Open jilavsky opened 1 year ago
Observation - we have this state PV not responding routinely, but typically it is non-destructive see below. WHy was the one above destructive Exception?
186 | 09:21:52.5 | 5000000 | 113382 | 16934 |
W Fri-09:21:52 - Exception while reporting instrument state: Status(obj=EpicsSignal(read_pv='9idcLAX:state', name='user_data_state', parent='user_data', value='counting 187/300', timestamp=1668784912.858422, auto_monitor=True, string=True, write_pv='9idcLAX:state', limits=False, put_complete=False), done=True, success=False)
| 187 | 09:21:53.4 | 5000000 | 113632 | 16272 |
| 188 | 09:21:54.2 | 5000000 | 113659 | 15097 |
| 189 | 09:21:54.9 | 5000000 | 113672 | 14403 |
What does this mean?
non-destructive
I'm thinking it may be necessary to avoid using a Status object when setting this PV. To do that, the .put(message)
must be launched in a thread (we do not really care about interrupting the main process for this one).
Launching in thread is a solution, if it does not hang the main data collection thread.

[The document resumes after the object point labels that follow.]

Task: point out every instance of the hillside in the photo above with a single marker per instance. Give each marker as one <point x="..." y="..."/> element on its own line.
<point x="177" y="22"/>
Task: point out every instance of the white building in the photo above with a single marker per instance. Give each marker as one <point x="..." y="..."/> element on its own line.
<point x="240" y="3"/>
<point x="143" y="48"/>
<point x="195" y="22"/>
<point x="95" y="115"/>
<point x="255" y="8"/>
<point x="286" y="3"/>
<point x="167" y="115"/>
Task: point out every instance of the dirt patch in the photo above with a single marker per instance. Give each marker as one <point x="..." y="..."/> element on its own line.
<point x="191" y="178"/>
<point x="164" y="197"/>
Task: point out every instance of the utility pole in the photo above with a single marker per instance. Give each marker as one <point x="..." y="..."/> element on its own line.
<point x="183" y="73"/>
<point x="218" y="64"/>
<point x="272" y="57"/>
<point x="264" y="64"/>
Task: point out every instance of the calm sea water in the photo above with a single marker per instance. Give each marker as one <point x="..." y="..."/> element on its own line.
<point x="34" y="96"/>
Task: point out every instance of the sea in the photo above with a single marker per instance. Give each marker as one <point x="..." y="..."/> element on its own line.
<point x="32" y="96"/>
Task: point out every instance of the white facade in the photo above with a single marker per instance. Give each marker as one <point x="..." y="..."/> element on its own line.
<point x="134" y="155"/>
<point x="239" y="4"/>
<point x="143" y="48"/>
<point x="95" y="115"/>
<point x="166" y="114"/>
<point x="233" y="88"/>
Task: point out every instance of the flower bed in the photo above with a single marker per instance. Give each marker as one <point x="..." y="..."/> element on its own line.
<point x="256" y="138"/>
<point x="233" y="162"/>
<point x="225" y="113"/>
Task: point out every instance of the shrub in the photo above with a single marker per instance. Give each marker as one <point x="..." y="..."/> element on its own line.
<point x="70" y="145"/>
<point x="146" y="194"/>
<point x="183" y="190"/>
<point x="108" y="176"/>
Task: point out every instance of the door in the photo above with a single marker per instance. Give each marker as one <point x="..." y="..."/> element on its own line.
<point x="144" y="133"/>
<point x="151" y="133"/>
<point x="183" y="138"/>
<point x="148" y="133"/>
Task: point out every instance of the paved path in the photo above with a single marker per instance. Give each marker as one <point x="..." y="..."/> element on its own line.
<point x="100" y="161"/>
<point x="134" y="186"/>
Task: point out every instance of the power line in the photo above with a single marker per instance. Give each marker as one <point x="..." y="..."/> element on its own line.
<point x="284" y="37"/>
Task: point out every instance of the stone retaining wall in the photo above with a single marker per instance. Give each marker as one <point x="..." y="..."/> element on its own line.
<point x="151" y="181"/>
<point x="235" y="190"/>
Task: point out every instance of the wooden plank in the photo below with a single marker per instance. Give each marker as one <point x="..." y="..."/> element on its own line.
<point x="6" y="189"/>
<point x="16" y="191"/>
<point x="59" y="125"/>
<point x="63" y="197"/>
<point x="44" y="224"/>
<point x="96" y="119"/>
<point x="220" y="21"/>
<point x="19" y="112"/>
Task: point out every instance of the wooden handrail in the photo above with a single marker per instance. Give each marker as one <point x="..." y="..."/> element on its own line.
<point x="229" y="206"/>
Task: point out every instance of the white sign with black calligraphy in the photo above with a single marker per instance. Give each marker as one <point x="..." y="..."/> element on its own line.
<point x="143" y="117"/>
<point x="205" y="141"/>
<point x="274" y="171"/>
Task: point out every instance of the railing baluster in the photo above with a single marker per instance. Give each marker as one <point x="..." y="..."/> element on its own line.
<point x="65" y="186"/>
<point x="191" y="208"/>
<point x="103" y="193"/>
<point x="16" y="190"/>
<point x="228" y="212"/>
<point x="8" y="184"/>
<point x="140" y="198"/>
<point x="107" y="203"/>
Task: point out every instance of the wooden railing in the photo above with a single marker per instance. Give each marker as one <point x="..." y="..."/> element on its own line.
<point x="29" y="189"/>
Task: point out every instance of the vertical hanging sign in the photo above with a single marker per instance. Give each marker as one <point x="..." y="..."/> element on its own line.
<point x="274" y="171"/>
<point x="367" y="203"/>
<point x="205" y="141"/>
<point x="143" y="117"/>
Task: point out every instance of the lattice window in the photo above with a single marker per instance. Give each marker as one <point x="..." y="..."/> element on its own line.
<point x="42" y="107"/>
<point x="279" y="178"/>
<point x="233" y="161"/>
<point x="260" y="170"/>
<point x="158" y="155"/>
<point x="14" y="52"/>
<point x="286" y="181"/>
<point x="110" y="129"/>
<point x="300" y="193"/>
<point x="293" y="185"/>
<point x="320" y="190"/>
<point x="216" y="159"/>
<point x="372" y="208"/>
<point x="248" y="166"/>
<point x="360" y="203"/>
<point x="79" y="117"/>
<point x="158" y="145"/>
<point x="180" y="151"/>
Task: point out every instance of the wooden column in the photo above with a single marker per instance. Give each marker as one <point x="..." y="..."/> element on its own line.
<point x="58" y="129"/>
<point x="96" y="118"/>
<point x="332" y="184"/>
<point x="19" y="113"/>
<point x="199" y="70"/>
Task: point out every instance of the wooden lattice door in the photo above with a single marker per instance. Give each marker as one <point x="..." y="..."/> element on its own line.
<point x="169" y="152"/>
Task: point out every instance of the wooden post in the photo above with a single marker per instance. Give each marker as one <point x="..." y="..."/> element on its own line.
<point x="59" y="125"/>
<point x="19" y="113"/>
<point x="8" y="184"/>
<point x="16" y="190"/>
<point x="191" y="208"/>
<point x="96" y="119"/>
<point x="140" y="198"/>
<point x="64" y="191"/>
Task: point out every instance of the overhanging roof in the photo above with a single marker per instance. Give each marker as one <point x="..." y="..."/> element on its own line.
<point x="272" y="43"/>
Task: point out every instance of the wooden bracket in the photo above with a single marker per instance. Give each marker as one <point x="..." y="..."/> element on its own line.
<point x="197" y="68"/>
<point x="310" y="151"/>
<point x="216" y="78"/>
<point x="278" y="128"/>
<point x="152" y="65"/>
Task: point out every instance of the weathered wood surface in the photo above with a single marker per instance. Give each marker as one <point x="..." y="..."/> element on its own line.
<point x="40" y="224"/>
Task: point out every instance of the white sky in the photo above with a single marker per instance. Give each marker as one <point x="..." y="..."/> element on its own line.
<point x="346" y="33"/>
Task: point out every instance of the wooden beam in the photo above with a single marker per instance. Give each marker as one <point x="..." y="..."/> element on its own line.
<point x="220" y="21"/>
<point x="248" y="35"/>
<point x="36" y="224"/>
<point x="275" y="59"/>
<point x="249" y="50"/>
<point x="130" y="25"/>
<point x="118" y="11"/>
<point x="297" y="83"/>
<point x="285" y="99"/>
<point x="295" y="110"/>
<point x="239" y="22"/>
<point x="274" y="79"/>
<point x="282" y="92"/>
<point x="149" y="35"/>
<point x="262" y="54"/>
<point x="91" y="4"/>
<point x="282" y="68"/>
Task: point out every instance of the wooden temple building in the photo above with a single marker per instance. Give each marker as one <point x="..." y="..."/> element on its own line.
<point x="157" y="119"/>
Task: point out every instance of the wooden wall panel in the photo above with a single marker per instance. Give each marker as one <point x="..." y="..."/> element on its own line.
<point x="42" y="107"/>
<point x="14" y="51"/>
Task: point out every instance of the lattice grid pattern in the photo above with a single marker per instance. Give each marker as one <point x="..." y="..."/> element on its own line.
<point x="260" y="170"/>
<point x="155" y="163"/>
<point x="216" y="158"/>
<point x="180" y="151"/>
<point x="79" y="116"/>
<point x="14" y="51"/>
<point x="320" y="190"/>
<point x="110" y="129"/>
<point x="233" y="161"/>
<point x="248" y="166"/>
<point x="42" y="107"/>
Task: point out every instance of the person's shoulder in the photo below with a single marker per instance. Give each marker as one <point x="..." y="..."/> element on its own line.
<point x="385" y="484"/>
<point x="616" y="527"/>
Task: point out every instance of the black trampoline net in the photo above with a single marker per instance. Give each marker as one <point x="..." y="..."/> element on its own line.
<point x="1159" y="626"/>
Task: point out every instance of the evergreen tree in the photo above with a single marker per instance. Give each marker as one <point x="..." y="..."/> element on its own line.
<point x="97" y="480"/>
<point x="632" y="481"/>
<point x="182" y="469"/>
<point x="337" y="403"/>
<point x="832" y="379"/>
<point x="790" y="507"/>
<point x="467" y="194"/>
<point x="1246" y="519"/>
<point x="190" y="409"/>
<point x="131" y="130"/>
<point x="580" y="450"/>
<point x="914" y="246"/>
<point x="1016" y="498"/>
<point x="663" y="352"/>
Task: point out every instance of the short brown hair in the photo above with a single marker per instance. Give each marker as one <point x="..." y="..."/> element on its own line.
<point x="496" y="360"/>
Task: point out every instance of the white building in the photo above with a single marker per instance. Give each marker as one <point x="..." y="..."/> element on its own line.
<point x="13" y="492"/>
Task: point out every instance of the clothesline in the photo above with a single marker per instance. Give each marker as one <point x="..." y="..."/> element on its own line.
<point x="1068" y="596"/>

The BlackFly in #573 seems to hand main data collection thread and aborting simply resumes the data collection. So I am bit confused on the thread dependence. Reading again the original report, realized that there are two Exceptions : First :
E Wed-20:32:54 - Exception FailedStatus during attempt 1 of 1 of command '('USAXSscan', ['19', '40', '1', 'AirBlank_R'], 76, ' USAXSscan 19 40 1 "AirBlank_R"')''
subject: FailedStatus during attempt 1 of 1 of command '('USAXSscan', ['19', '40', '1', 'AirBlank_R'], 76, ' USAXSscan 19 40 1 "AirBlank_R"')''
Second
exception: Status(obj=EpicsSignal(read_pv='9idcLAX:state', name='user_data_state', parent='user_data', value='counting 75/300', timestamp=1668652373.179653, auto_monitor=True, string=True, write_pv='9idcLAX:state', limits=False, put_complete=False), done=True, success=False)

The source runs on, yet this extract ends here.